More features mean more spaced used for their files, and the Galaxy S4 takes about twice the storage space as the previous model
Morris writes in,
I just got myself a Samsung Galaxy S4 (16GB). Upon further storage checking, I noticed the Total Space is only 8.82GB. I am confused. How much memory space actually does Jelly Bean 4.2.2 take?
There sure has been a lot of discussion about the remaining storage on the Galaxy S4's 16GB "disk" after the factory software is accounted for. We're used to seeing a bit of discrepancy between what is advertised and what's really available, but this go 'round the difference is huge and has quite a few people a bit concerned. Morris gets to the root of the issue with his question, once you have a look at what's going on.

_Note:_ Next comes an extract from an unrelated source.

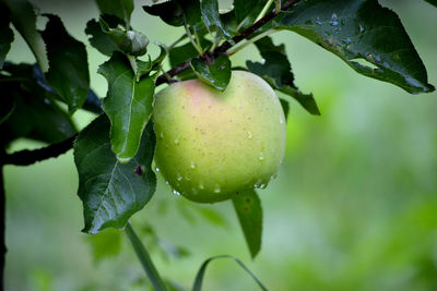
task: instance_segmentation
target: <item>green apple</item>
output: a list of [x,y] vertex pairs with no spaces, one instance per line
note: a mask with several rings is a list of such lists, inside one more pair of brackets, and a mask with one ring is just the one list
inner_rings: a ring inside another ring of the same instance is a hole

The Samsung Galaxy S4's system folder, the one where all the magic happens and the factory installed "stuff" resides takes over 2GB of space (2,235,535,360 bytes for those that like numbers). Compared to the Jelly Bean system files on the Galaxy S3 at 1.1GB, and the Nexus 4 at 495MB, that's quite a bit of difference. By the time you take the rest of the OS into account, and partition space reserved for things like the system cache, that leaves you with about half the advertised space left to use for your own stuff.
We're not going to knock on Samsung for using so much space for the operating system. When you want features included as part of the OS, you need to have the files somewhere. Samsung brings features to the Galaxy S4 that you won't find anywhere else, and the cost of those features is reduced storage left for the user. You also won't find these features on Google Play, so this is the trade-off you have to make.
Also, there's the SD card slot to remember here as well. While this won't help you when you run out of space to install applications, you can store all your multimedia and documents there. 13MP panorama pictures and 1080p video can take a lot of room, so storing your camera shots on the SD card is a good idea.
Right now, nobody seems to be selling the 32 or 64GB versions of the Galaxy S4. We're not sure if Samsung is at fault here, or the carriers around the world, but no matter who we point a finger at they just aren't available. In the meantime, 8.8GB is enough for some folks, and for some it's not. Until we start to see the models with more storage become available, this is how it is.
We can't tell you that this does or doesn't matter to you, you'll have to decide that one for yourself.